How a leading Microsoft engineer extends culture to service resiliency

Credit to Author: Emma Jones| Date: Wed, 23 Mar 2022 16:00:00 +0000

It’s hard to underestimate the impact that people can have on us in our formative years. Huiwen Ru, who spent several years working in identity and access management and is now a Principal Software Engineering Manager on the Singularity team at Microsoft, is a living example of how important mentorship and allyship are to the future of our industry. Young people who have unique and extraordinary talents don’t always get the inspiration and support they need to develop them, but stories like Huiwen’s give me hope. From an early age, Huiwen loved math. With encouragement from her family, teachers, and friends, Huiwen channeled her love for math into an amazing education and a trailblazing career at Microsoft.

In some ways our stories are parallel. We both emigrated from China to study computer science in the United States and joined Microsoft full-time to work on technology that was just getting started—I worked on Remote Desktop while she worked on real-time communications. We both got to experience what it’s like to build a business over many years and then transition our skills to a very different area. Until recently, Huiwen led a group working on one of the most critical aspects of our service: platform resilience. She shares her expertise and experience with the next generation by mentoring them in math.

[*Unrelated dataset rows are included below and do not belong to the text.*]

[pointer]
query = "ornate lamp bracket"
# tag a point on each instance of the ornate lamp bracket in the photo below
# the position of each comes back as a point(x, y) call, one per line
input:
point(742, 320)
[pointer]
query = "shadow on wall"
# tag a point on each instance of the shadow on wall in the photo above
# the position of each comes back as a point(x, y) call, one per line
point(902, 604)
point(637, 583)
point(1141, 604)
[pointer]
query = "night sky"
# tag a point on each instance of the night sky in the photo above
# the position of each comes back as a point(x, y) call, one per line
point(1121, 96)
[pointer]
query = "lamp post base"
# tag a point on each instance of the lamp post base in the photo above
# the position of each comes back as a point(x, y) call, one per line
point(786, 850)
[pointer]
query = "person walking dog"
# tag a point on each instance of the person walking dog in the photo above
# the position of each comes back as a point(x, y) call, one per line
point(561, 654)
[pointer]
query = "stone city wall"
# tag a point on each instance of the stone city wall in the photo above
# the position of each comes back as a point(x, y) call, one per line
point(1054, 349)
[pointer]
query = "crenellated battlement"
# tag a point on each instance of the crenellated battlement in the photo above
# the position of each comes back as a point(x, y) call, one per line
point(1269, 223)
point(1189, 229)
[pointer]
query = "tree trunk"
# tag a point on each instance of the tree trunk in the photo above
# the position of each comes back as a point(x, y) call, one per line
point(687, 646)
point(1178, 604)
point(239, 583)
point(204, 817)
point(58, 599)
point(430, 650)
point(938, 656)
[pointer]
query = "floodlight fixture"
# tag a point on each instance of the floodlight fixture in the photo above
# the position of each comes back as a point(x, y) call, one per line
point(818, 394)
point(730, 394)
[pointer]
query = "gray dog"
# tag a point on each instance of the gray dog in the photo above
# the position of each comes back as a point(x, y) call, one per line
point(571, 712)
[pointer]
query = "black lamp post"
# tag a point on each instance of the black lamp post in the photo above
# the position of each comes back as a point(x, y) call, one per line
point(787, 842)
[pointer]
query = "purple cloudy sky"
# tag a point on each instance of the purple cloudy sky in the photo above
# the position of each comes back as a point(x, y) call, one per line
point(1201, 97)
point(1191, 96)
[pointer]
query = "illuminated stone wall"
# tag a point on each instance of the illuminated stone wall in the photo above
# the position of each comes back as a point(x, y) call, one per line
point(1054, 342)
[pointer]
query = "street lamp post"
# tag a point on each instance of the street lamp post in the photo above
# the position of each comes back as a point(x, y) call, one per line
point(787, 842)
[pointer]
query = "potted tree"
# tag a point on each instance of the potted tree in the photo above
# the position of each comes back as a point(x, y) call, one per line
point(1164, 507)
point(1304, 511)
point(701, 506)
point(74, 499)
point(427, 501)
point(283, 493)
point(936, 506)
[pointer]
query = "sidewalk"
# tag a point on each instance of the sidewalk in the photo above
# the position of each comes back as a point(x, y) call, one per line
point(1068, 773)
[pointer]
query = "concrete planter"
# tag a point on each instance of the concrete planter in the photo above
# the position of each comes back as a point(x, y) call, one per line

Huiwen’s interview with Nadim took place before she moved to her new role. It has been edited for clarity and length. We’ve included some video snippets so you can learn more about her personal journey, the work she did for Microsoft identity and access management, and why she finds being a mentor so fulfilling.

Nadim: Huiwen, I’m very pleased to share your experiences of getting into computer science, getting into the industry, and the work you do at Microsoft. What first got you into computer science?

Huiwen: When I was a little girl, I had always been good at math. In both middle and high school, I really enjoyed participating in math competitions. When I applied for college, since math was my best subject, I thought, “I’m just going to study math.” But then my brother said, “No, math is too boring and it’s too hard. Look at how many girls study math. It’s not a great path for you, and other new fields are booming. You should try computer science.” I listened to him, and I’ve never regretted it.

Nadim: What was the first programming language you learned that showed you how much you liked development and coding?

Huiwen: I learned BASIC in high school. Then I entered Tsinghua University, which was ranked both number one in engineering and in computer science in China. The first programming language we learned was Pascal.

Nadim: Cool. So, you went to the number one school, did computer science, and you liked it. What was your journey from there to Microsoft?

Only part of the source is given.